Rückkopplungsmanagement-Systeme bekämpfen die unvermeidlichen Rückkopplungen, die in einem Hörgerät auftreten. Diese Rückkopplungsschleifen erzeugen einen störenden Piepston, der den Hörkomfort beeinträchtigen kann. Rückkopplungsmanagement-Algorithmen können für einfache Hörgeräte oder fortschrittliche Hörgeräte unterschiedlich eingerichtet werden. Einfache Rückkopplungsmanagement-Systeme können die Gesamtverstärkung reduzieren, um das Pfeifen zu beseitigen. Fortgeschrittene Rückkopplungsmanagement-Systeme reduzieren oder eliminieren das Piepsen, ohne die Gesamtverstärkung des Hörgeräts zu beeinträchtigen.

Datenprotokollierung

Data Logging ist eine Funktion, die Daten über die Hörumgebungen, in denen Hörgeräte getragen werden, sowie Ihre Vorlieben für Programme, Lautstärkepegel und andere Funktionen speichert. Der Hörakustiker kann auf diese Daten zugreifen, wenn Sie einen Termin mit ihm vereinbaren. Der Hörakustikerkann diese Informationen dann nutzen, um Ihre Hörgeräteanpassung weiter zu optimieren.
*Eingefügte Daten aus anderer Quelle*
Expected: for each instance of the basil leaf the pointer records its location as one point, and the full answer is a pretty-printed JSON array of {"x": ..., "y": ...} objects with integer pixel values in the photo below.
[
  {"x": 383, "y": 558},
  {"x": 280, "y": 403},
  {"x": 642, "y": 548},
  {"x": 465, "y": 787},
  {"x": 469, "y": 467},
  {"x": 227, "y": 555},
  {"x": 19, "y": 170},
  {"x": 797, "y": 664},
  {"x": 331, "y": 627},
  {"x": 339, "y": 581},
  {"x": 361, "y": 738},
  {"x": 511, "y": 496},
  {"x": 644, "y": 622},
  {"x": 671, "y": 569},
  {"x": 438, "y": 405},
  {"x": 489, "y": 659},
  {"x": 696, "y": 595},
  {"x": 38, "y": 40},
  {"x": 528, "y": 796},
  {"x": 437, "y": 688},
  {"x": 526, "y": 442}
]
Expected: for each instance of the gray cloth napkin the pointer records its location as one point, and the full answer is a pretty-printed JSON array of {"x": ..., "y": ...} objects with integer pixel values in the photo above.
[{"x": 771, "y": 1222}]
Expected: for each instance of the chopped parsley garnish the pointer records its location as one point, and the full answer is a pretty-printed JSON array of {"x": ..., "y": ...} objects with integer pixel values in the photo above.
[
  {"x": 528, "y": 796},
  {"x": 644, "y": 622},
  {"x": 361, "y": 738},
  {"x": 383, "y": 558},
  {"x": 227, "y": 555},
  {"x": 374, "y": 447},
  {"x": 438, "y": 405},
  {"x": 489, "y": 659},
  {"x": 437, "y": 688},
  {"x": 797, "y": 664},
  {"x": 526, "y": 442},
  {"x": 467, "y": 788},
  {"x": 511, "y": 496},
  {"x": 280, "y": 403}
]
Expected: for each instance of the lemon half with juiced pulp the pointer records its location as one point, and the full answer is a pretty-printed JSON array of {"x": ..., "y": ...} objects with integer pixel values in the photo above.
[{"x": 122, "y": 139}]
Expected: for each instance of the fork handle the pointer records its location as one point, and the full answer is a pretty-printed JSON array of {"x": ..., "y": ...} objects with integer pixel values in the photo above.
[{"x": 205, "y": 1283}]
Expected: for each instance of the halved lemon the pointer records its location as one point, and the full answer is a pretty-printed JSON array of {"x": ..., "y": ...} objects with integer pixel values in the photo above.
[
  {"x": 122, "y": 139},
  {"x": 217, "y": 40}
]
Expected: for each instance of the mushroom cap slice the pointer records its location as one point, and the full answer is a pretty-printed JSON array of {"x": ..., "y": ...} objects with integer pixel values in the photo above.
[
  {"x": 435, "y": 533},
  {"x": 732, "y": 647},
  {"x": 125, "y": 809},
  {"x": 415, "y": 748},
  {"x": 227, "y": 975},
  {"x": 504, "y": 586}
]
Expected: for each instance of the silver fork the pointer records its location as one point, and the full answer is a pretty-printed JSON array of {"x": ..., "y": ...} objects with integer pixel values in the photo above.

Welche Vorteile haben all diese Funktionen in der Praxis?

Stellen Sie sich vor, Sie sitzen in einem belebten Restaurant und essen mit Freunden zu Abend. Aus allen Richtungen kommen Geräusche, wie das Klirren von Geschirr, Gespräche und Lachen an anderen Tischen. Sie tragen Ihre neuen Hörgeräte und hören einer Freundin zu, die Ihnen am Tisch gegenübersitzt. Sie erzählt gerade einen Witz. Ihre Hörgeräte reduzieren gleichzeitig Impulsgeräusche wie das Klirren von Silberbesteck auf dem Teller (Impulsschallunterdrückung), dämpfen das Rauschen der Lüftungsanlage über Ihnen (digitale Geräuschunterdrückung), unterdrücken die Stimmen der Leute an den Tischen hinter Ihnen (Richtmikrofone) und speichern Informationen über die Hörumgebung, um sie für eine spätere Feinabstimmung zu speichern (Data Logging). All dies geschieht automatisch, während das Sprachsignal Ihres Freundes verstärkt und geformt wird. Sie können sich entspannen und die Pointe genießen.